Nuclear Receptor Corepressors
As a general rule it has been established that when nuclear receptors are free of activating ligand they preferentially interact with corepressor complexes to mediate transcriptional repression. Nuclear receptor corepressor 1 (NCoR1) and silencing mediator of retinoic and thyroid receptors (SMRT) are the most well-characterized NR corepressor complexes. The core NCoR/SMRT protein complex consists of NCoR/SMRT, transducin β-like 1/related 1 (TBL1/TBLR1), histone deacetylase 3 (HDAC3), and G-protein pathway suppressor 2 (GPS2). NCoR and SMRT serve as the docking sites for corepressor complex assembly. NCoR/SMRT bind NR and associate with each of the other complex subunits.
As discussed above, when the NR interacts with ligand, transcriptional activation results due to the ability of the NR-ligand complex to recruit coactivator proteins and displace corepressor proteins. Nuclear receptor corepressors can inhibit the transcriptional activity of most members of the NR superfamily. As always in biology, there are a few exceptions to the general rule of unliganded NR binding corepressors.
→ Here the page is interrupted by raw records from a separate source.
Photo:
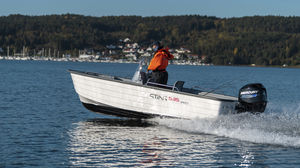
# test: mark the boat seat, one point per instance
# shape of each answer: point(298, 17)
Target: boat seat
point(178, 85)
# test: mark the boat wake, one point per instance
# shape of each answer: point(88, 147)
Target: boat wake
point(271, 127)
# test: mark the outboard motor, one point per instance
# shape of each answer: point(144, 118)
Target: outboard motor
point(252, 98)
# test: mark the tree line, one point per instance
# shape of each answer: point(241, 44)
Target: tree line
point(260, 40)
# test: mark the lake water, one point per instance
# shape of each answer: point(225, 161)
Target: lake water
point(43, 123)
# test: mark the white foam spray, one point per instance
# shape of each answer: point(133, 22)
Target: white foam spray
point(278, 128)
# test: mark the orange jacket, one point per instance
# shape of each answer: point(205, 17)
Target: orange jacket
point(160, 60)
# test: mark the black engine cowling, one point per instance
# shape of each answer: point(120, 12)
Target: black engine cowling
point(252, 98)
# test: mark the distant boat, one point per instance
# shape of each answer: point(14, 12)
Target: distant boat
point(122, 97)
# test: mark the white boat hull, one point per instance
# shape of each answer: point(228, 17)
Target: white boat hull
point(113, 96)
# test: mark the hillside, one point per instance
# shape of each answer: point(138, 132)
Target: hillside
point(260, 40)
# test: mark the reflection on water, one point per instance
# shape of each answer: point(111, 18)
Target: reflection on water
point(138, 143)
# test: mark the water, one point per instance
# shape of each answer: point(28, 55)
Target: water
point(43, 123)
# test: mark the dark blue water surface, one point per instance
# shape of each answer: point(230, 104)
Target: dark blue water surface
point(43, 123)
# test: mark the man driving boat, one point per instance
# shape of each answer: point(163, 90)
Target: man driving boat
point(159, 63)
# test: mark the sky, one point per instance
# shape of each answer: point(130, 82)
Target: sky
point(218, 8)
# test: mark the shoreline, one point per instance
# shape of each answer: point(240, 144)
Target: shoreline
point(174, 62)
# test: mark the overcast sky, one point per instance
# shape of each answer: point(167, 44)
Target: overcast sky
point(219, 8)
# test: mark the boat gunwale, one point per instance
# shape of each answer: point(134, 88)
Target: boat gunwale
point(111, 78)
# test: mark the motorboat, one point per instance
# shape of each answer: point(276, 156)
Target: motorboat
point(141, 98)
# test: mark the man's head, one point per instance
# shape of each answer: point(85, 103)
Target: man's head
point(156, 45)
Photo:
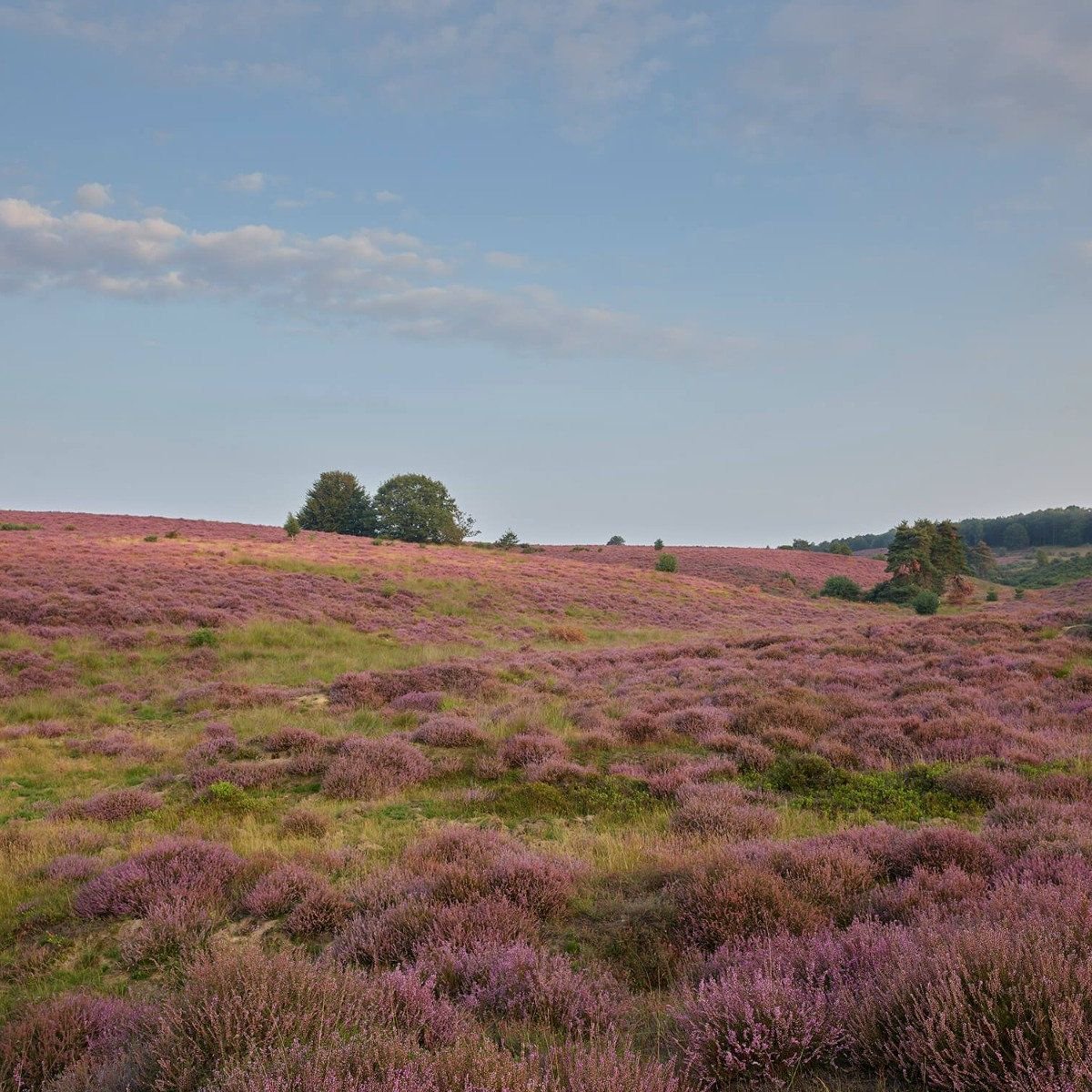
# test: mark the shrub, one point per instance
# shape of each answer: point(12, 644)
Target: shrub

These exceptions include LCoR (ligand-dependent nuclear-receptor corepressor), RIP140 (receptor-interacting protein-140) and REA (repressor of estrogen-receptor activity). These repressors bind to NR in a ligand-dependent manner and compete with coactivators by displacing them. In addition, there are several coregulatory factors, such as the ATP-dependent chromatin remodeling complexes SWI/SNF (switching of mating type/sucrose non-fermenting, chromatin remodeling complex), which have been shown to be involved in the regulation of both transcriptional activation and repression.